Ragıp Kutay Karaca 01 Ocak 1970
Tarihî İpek Yolu, farklı kültür, dil ve dine sahip milletlerin ilişki kurmasında önemli işlevler görmüştü. Kurulan ilişki Doğu ve Batı arasında çift yönlüydü, bu özelliği nedeniyle yol üzerindeki ülkeler için barışçıl bir istikrar dönemi sağlamıştı.
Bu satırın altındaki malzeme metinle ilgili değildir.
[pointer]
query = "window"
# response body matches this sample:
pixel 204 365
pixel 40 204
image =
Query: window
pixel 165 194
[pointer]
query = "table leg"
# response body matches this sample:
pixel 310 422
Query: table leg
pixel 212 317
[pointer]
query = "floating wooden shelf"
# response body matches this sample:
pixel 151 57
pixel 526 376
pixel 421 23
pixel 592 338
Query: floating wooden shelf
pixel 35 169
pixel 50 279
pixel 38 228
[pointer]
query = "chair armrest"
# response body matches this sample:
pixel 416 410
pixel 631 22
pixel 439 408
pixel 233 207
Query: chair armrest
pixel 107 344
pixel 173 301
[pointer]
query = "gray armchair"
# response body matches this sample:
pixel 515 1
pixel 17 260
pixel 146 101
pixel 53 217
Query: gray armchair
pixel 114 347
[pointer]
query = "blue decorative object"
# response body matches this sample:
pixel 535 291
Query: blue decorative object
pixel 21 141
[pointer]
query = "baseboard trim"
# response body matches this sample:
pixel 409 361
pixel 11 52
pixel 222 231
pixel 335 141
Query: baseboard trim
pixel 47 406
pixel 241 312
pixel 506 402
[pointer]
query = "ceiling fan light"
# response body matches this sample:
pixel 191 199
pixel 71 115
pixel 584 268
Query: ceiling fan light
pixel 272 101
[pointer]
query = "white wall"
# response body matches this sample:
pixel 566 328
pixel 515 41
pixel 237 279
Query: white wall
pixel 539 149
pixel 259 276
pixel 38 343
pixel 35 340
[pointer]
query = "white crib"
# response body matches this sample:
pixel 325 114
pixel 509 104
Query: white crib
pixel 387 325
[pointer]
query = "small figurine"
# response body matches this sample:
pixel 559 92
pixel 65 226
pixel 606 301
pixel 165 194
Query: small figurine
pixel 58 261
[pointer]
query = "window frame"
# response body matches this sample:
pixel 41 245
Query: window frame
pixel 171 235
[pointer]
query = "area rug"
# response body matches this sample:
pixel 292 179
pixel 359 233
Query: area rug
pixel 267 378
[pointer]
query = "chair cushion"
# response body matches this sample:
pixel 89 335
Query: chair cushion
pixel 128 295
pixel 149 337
Çin lideri Xi Jinping’in, 2013 yılında, Kazakistan’da yaptığı “Daha İyi Bir Gelecek Yarat” başlıklı konuşmasında ortaya attığı “İpek Yolu Ekonomik Kuşağı” ile aynı yılın Ekim ayında, Endonezya parlamentosunda yaptığı konuşmada belirttiği “Deniz İpek Yolu” fikirlerinin aynı işlevi amaçlayıp amaçlamadığı günümüzün önemli tartışmalarından biri – ki bu iki güzergâh Çin’in “Kuşak ve Yol” projesinin iki ana ayağını oluşturuyor.
Xi, projenin herkese açık ve kapsayıcı olacağını belirtse de, projenin temelinde Çin’in çıkarlarının ön planda olduğu açıkça görülür. Bu da projeye karşı söylemleri ortaya çıkarıyor.
Bu söylemler, “Çin’in ekonomik anlamda dünyayı fethi”, “yeni bir ekonomik emperyalizm”, “neo sömürgecilik”, “borç diplomasisi” ve “ekonomik, siyasi yapılanmanın askeri sonuç çıkarması” eleştirileri üzerine yoğunlaşıyor.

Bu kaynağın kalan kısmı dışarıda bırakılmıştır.